SQL Nulls and Tristate Logic - Fooled Again
Categories: Programming
I work only intermittently with SQL, and every once in a while I fall into the old SQL tristate logic trap - like yesterday. It’s just not natural..
For those who don’t know, here’s a quick recap…
In most programming languages, boolean expressions have two possible outcomes: true or false.
In SQL, they have three: true, false, or unknown. Unknown and sql null are the same thing.
An SQL null can be considered to represent “missing data”; it is a placeholder indicating “this value is not known” - aka “unknown”. So for some integer column:
- (null == 1) –> unknown (the value might be 1 or not, we can’t say as we don’t have the data)
- (null != 1) –> unknown (also might or might not be the case, we don’t have the data)
The usual boolean and/or operators also have interesting behaviour:
- (true or null) –> true (defininitely true even when the second part of the or is an “unknown”)
- (true and null) –> unknown
- (false or null) –> unknown
- (false and null) –> false (definitely false even when the second part of the and is an “unknown”)
A SQL select statement’s WHERE clause is a boolean expression - and matches (selects) only records for which the where-clause returns true.

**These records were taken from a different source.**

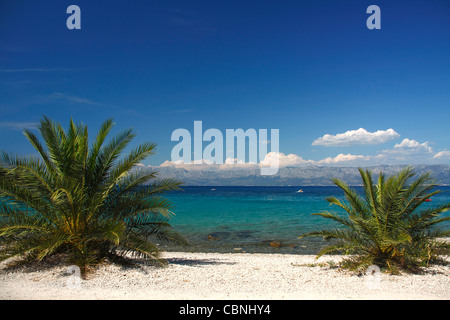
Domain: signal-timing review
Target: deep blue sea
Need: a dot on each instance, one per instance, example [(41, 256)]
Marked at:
[(236, 219)]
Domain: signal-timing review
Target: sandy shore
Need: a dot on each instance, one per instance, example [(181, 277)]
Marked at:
[(224, 276)]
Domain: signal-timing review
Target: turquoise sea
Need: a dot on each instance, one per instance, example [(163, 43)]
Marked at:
[(236, 219)]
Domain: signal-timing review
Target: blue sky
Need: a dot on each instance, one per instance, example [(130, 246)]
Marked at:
[(307, 68)]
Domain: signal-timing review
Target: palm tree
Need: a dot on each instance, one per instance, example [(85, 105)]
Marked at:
[(386, 226), (84, 201)]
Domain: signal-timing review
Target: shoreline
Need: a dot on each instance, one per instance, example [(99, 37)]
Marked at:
[(223, 276)]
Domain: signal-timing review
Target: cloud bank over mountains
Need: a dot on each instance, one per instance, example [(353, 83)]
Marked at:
[(356, 137), (296, 170), (407, 151)]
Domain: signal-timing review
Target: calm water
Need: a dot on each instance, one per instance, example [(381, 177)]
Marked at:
[(250, 218)]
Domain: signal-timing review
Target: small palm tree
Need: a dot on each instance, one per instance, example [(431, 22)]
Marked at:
[(80, 200), (384, 226)]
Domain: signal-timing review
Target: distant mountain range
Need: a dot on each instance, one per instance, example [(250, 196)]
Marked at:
[(288, 176)]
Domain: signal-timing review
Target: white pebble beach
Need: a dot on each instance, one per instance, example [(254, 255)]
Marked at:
[(218, 276)]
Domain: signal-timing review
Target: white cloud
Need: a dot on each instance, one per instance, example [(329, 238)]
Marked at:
[(356, 137), (283, 159), (344, 158), (442, 154), (408, 145)]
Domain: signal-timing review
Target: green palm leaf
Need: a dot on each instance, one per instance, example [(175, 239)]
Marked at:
[(86, 200)]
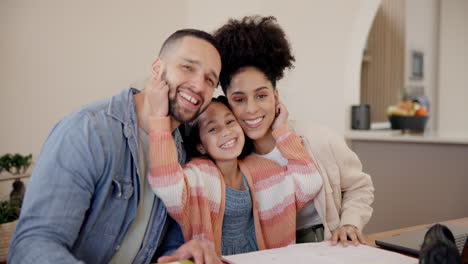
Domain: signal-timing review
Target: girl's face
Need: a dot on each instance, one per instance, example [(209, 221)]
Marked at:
[(220, 134), (253, 101)]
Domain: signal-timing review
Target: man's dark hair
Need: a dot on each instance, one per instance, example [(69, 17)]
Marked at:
[(179, 34), (253, 41), (193, 139)]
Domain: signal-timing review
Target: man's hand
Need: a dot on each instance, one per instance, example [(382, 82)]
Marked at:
[(158, 96), (282, 115), (346, 231), (202, 252)]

Records for which the where-clause evaluates to false are ignored (not selected) - as are those records for which the boolean where-clause evaluates to “unknown”!
So given a table with (id integer not null, domain varchar) and contents:
- (id=1, domain=”vonos.net”)
- (id=2, domain=”foo.example”)
- (id=3, domain=null)
the following occurs:
- “
select id where domain='vonos.net'
” returns just (1) - expected by most programmers - “
select id where domain<>'vonos.net'
” returns just (2) - often not expected
In the second case, “null <> 'vonos.net'
” evaluates to unknown, which is not true so the select skips over it.
Possibly the most unintuitive part is that a matched pair of two “equals” and “not-equals” selects still don’t return the full set of data (the trap I just fell into). To match all records, a third statement is needed:
- “
select id where domain is null
”